A MARRIED couple who committed benefit fraud to fleece the taxpayer out of over £30,000 have had their jail sentences overturned on appeal.

Michael and Karen Haycock successfully appealed against their 24 week prison sentences during a hearing at Worcester Crown Court on Friday.

The couple, who held hands as they learned their fate, fraudulently claimed more than £30,000 in Pension Credit and Council Tax benefit over eight years.

Michael Haycock, 74, and his wife Karen Haycock, 59, both of Drugger's End Lane, Castlemorton, near Malvern appealed against the sentence on the grounds that the custodial sentences imposed on February 20 this year were 'wrong in principle' and 'manifestly excessive'.

The appeal against sentence was heard by Recorder Richard Atkins QC, sitting with two magistrates.

The court heard that the claims did not begin fraudulently but became so when the couple failed to notify both the Department for Work and Pensions and Malvern Hills District Council of changes in circumstances which affected their entitlement to those benefits.

The initial application for Pension Credit was lodged by Michael Haycock on November 16, 2008 on behalf of himself and his wife.

Thomas Griffiths, prosecuting, said this claim was back-dated to August 29, 2008 so the couple would have received a large sum which was paid into the bank account of Karen Haycock.

The couple submitted a claim for Council Tax benefit to Malvern Hills District Council on November 16, 2008.

However, Karen Haycock later failed to notify the authorities that her daughter was living at home and working 16 hours per week.

He said Karen Haycock also worked for three separate organisations over a seven year period, working 40 hours per week between January 26, 2010 and April 26, 2013; working 35 hours per week between August 5, 2013 and August 30, 2013; and working 37 and a half hours per week between October 1, 2013 and December 16, 2016.

The total overpayments over this period were £25,392 in Pension Credit and £5,367 in Council Tax benefit (total £30,760). Of the cash they claimed fraudulently, £200 a week went directly to their building society to repay their mortgage while £17 per week went into the bank account.

Recorder Richard Atkins QC said: "They both forgot that somebody was paying the mortgage for them. What a lovely thing to be able to forget."

Mr Griffiths said Karen Haycock had apologised for the overpayment and made arrangements to repay the money. However, she was invited to an interview with the DWP but did not attend.

He said: "The Department for Work and Pensions received a communication from a firm of solicitors who ask whether written statements would be sufficient as opposed to a formal interview."

DWP officials attended their home address where Karen Haycock said she thought 'everything had been sorted because she had agreed to repayments'.

The court heard the couple had already repaid £2,927 in Pension Credit and between £1,200 and £1,500 in Council Tax benefit since February 2019. A charging order has also been placed on their home to ensure all the cash is repaid.

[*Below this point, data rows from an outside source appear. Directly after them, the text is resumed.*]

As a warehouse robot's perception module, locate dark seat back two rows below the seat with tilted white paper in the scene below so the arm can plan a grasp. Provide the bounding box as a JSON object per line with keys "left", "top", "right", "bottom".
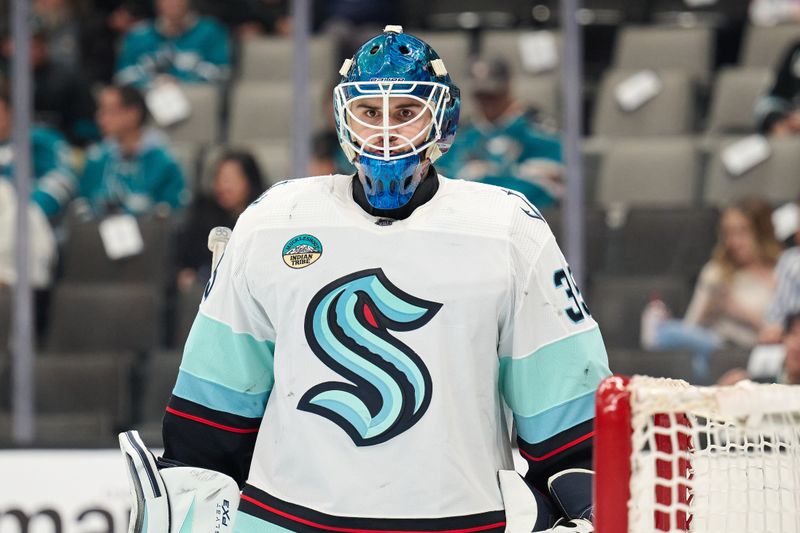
{"left": 613, "top": 207, "right": 719, "bottom": 279}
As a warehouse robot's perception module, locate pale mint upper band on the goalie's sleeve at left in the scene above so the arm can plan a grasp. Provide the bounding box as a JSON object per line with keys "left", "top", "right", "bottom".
{"left": 181, "top": 313, "right": 275, "bottom": 394}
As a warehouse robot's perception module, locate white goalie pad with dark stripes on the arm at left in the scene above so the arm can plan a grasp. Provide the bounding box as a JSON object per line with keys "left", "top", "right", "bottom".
{"left": 119, "top": 431, "right": 239, "bottom": 533}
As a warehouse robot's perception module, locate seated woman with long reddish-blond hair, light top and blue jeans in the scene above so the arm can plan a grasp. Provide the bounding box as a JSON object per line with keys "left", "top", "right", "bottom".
{"left": 642, "top": 198, "right": 780, "bottom": 384}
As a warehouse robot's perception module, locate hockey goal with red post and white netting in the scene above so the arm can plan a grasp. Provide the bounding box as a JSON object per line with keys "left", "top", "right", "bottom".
{"left": 594, "top": 376, "right": 800, "bottom": 533}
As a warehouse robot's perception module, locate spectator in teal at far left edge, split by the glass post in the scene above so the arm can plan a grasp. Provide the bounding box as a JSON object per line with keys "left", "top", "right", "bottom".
{"left": 0, "top": 87, "right": 77, "bottom": 223}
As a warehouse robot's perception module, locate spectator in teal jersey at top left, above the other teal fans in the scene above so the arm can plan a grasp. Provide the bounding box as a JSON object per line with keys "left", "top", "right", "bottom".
{"left": 114, "top": 0, "right": 230, "bottom": 87}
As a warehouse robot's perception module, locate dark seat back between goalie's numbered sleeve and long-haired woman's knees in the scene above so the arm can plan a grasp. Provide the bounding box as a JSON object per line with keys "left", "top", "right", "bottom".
{"left": 586, "top": 275, "right": 689, "bottom": 350}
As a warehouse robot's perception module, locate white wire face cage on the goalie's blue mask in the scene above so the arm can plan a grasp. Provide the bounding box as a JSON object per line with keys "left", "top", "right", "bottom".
{"left": 334, "top": 81, "right": 450, "bottom": 161}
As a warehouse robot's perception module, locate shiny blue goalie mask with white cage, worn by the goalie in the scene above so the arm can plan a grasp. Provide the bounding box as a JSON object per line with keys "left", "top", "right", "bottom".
{"left": 333, "top": 26, "right": 461, "bottom": 209}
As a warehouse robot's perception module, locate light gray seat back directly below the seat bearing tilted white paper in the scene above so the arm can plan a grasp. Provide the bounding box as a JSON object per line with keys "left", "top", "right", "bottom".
{"left": 597, "top": 137, "right": 699, "bottom": 207}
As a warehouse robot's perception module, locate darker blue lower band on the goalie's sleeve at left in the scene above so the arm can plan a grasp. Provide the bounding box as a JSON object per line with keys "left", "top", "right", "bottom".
{"left": 173, "top": 370, "right": 270, "bottom": 418}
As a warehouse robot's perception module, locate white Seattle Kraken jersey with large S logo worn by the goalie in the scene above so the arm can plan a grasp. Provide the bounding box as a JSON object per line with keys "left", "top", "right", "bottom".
{"left": 168, "top": 175, "right": 609, "bottom": 532}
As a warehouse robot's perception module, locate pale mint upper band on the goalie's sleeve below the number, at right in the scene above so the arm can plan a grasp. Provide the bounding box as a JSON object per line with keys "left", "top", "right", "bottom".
{"left": 500, "top": 326, "right": 610, "bottom": 417}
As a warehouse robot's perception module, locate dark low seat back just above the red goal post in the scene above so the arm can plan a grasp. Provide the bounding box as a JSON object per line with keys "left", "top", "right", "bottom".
{"left": 608, "top": 348, "right": 692, "bottom": 381}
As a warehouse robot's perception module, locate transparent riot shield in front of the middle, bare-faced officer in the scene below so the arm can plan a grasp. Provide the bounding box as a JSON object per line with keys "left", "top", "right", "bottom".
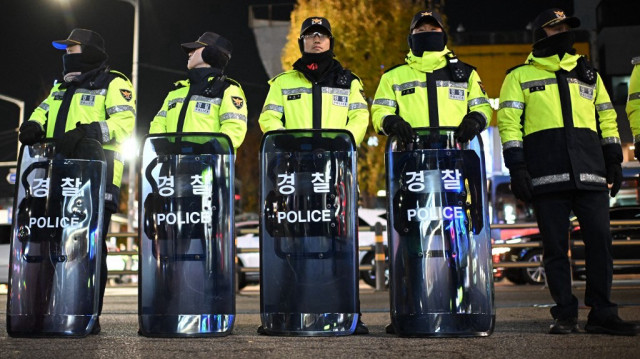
{"left": 260, "top": 130, "right": 358, "bottom": 336}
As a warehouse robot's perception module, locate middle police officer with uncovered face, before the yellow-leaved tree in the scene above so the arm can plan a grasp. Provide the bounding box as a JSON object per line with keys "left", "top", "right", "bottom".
{"left": 258, "top": 17, "right": 369, "bottom": 334}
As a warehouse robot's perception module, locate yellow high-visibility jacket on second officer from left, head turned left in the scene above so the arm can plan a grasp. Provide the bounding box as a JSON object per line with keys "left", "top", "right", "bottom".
{"left": 149, "top": 77, "right": 247, "bottom": 149}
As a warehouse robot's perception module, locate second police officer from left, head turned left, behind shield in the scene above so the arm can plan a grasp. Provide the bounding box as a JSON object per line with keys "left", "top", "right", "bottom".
{"left": 149, "top": 32, "right": 247, "bottom": 149}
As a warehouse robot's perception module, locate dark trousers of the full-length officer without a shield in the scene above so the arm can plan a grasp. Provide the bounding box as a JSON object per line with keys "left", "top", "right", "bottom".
{"left": 533, "top": 190, "right": 617, "bottom": 319}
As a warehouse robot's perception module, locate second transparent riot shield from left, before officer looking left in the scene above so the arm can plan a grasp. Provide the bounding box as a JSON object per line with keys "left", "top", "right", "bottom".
{"left": 138, "top": 133, "right": 235, "bottom": 337}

Neither of the appellants had previous convictions. Mr Griffiths said: "It was not a fraudulent claim from the beginning."

The sentencing guidelines advised that the offence should merit a 36 week prison sentence as a starting point. However, the range available to a sentencing judge was a sentence between a community order at the bottom end of the scale to a 21 month prison sentence at the top end.

Glenn Cook, for the couple, said the fraud stemmed from a property venture that 'went wrong' and they found they were unable to sell property they had invested in.

"That caused real financial hardship and pressure upon the family" he said. He said Mrs Haycock had opened a coffee shop in Worcester and it was at that time the claims were set up. He also said Karen Haycock had suffered a nervous breakdown and had been diagnosed with mental health difficulties.

He added that there had been periods of bankruptcy after the failure of the coffee shop in February 2010. Michael Haycock had suffered a heart attack which had an impact on his earnings and required a stent.

Mr Cook said the couple had shown 'genuine remorse' and were at a low risk of reoffending.

Both also served five nights in custody, Michael Haycock at HMP Hewell and Karen Haycock at HMP Eastwood Park.

Recorder Atkins told the couple 'many people would love the luxury of having their mortgage paid - you did it by dishonest means'.

The judge also told them they were 'savvy enough to apply for whatever benefits are going' and said he hoped custody had proved a 'salutory experience' for both of them.

"It's honest, law-abiding citizens who were paying for your dishonesty. You are now paying it back, albeit slowly" he said.

However, the panel allowed the appeal against the sentence. Both appellants were served instead with an 18 month community orders to include 150 hours of unpaid work.

"I hope you go from here and never trouble the courts again" said Recorder Atkins.